Let's say we have immense literature theoretical justification to expect that X1 predicts Y, even though X1 contributes only slightly to explaining variation in Y. We want to know if X1 is more predictive of Y specifically when X2 is low in value, and expect changes in X1 to be less important when X2 is high in value. We will test this hypothesis with the same data used to establish the documented relationship between X1 and Y.
Y = Constant + B1∗X1 + B2∗X2 + B3∗X1∗X2 + error
The interaction term is nonsignificant and model fit has not improved (from a model without B3∗X1∗X2). Examination of the post estimation predictions, however, suggests that changes in X1 are indeed only associated with Y (p < .05) when X2 is low (e.g. 1.5 SD below the mean), and changes in X1 are not associated with Y when X2 is high (e.g. between .5 SD below the mean and 2.5 SD above the mean).

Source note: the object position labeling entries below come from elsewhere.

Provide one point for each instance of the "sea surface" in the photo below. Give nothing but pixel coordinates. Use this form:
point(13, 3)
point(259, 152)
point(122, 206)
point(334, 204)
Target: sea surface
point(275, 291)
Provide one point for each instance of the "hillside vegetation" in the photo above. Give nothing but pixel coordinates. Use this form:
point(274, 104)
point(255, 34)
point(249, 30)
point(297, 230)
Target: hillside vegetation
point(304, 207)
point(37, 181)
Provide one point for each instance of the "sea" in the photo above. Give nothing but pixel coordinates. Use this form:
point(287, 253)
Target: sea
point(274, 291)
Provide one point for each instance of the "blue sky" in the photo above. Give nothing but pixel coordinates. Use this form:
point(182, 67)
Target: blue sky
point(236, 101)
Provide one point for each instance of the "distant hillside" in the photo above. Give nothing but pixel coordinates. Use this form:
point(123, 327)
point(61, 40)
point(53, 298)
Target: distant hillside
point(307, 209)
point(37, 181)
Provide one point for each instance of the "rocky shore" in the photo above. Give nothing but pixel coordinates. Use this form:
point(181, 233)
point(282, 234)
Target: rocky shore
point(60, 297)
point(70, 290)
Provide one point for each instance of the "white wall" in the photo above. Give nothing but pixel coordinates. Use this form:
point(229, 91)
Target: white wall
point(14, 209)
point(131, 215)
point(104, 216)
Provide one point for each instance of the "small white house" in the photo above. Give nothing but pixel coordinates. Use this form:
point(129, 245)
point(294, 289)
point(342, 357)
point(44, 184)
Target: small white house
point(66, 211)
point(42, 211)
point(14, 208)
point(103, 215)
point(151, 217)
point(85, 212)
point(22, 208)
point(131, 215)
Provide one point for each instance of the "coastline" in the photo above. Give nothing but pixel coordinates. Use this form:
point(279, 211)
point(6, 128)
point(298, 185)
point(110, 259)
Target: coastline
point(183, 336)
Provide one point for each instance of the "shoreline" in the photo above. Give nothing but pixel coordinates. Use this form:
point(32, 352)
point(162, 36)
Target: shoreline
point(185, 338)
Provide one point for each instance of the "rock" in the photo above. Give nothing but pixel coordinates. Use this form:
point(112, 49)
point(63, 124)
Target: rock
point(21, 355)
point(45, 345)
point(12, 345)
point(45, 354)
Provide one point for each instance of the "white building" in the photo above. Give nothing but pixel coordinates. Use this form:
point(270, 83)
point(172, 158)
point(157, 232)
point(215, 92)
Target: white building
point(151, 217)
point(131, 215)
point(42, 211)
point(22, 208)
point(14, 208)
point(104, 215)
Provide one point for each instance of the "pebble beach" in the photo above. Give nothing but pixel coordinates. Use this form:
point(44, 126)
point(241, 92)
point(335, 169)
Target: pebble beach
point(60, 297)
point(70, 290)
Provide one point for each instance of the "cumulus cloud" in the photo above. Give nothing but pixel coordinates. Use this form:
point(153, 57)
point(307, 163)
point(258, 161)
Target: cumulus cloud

To confirm the hypothesis another way, we cut X2 in categorical tertiles and run the model again.
Y = Constant + B1∗X1 + B2∗X2² + B3∗X2³ + B4∗X1∗X2² + B5∗X1∗X2³ + error
Corroborating our previous plot, we find that B5∗X1∗X2³ is statistically significantly different from B1∗X1 in the expected direction. Changes in X1 appear to only be associated with Y when X2 is low in value.
Is this a wild (and wrong) goose chase in the name of theory? In cases like this, it seems odd to use the statistical significance and model fit statistics alone to assess moderation, as is so common in the literature. Thanks.
EDIT: To be clear, I've done nothing and this is a purely synthetic example; there's no actual research being done around this question. The heart of my question is this: if there is truly in fact a point on a distribution of X2 at which X1 matters most or in fact doesn't matter at all, that can be majorly substantively important. How is a researcher supposed to detect this?